Dzień dobry
Zaraz jadę do Kamieniarza. Przespałam się z tym wszystkim i doszłam do wniosku, że przenoszenie grobu (które pewnie i tak nie będzie możliwe, bo nie wolno grobów rozkopywać) jest już fanaberią rozhisteryzowanej wariatki, czyli mnie. Kitusia zawinięta jest w kocyk, ale nie wiadomo co tam jeszcze zostało. I jakieś takie też mam opory przed rozkopywaniem tylko dla własnego widzimisię.
Ludzie chowają swoje czworonogi na cmentarzu i o nich zapominają. Takich grobów jest mnóstwo. Połowa nowych grobów zakończyła się na samym pochówku. Koło Kitusi są też nowsze groby, ale są też stare. Koło Maciusia jest najlepsza część cmentarza, ale tak jak Dyktatura pisze, tam również za jakiś czas będą groby zapomniane. I taka prawda. Koło Maciusia też jest zapomniany grób i to nie jeden.

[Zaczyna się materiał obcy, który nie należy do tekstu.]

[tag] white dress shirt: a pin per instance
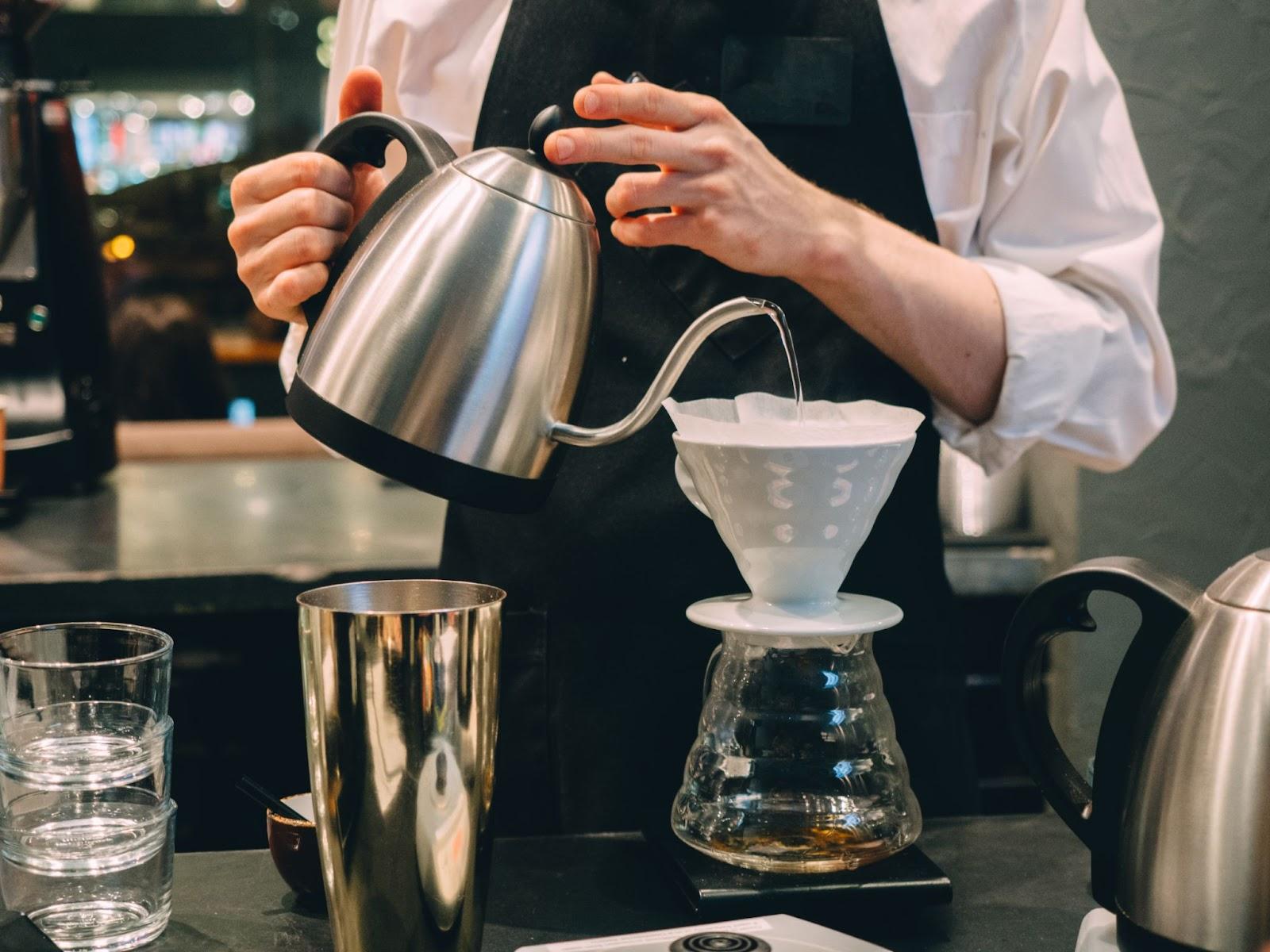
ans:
(1030, 167)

I tak jak pisze Aga - ten grób to jest potrzebny mnie, a nie Maciusiowi czy Kitusi. Czasami mam wrażenie, że taki grób jest większym obciążeniem niż jego brak :/
Zdecydowałam się na ten droższy grób ciemny z białym napisem. Takie mi się podobały na cmentarzu i właśnie to ten Zakład Pogrzebowy takie robi. Ten jasny wygląda tanio. Wiem, że to nie powinno mieć znaczenia, ale nie chcę, żeby ludzie odwiedzający cmentarz myśleli, że pożałowałam gotówki
Poza tym lepiej widać napisy, właściwie to bardzo dobrze widać napisy a na tym jasnym gorzej. Biały napis łatwiej też pielęgnować niż czarny. Czarny to pewnie farba, a biały to może sam kamień - nie wiem, nie znam się. Więc dwa groby to 900 zł. Sama nie wiem czy to dużo czy mało. Powiedzieli, że zaliczka dowolna, więc dam im 100 zł. Nie wiem czy to dobra zaliczka czy nie. Chciałam więcej, ale może poczekam aż zrobią i zobaczę czy nie ma błędów w napisach. Ech... nie wiem jak się zachować, bo nigdy nie musiałam tego robić. Te grobki są bardzo ładne. To jest taka płyta pod skosem. Bardzo elegancka. Piękna. Będą robić te grobki dopiero w listopadzie, bo taki jest termin.
Dobra, uciekam, bo muszę jeszcze wydrukować napisy.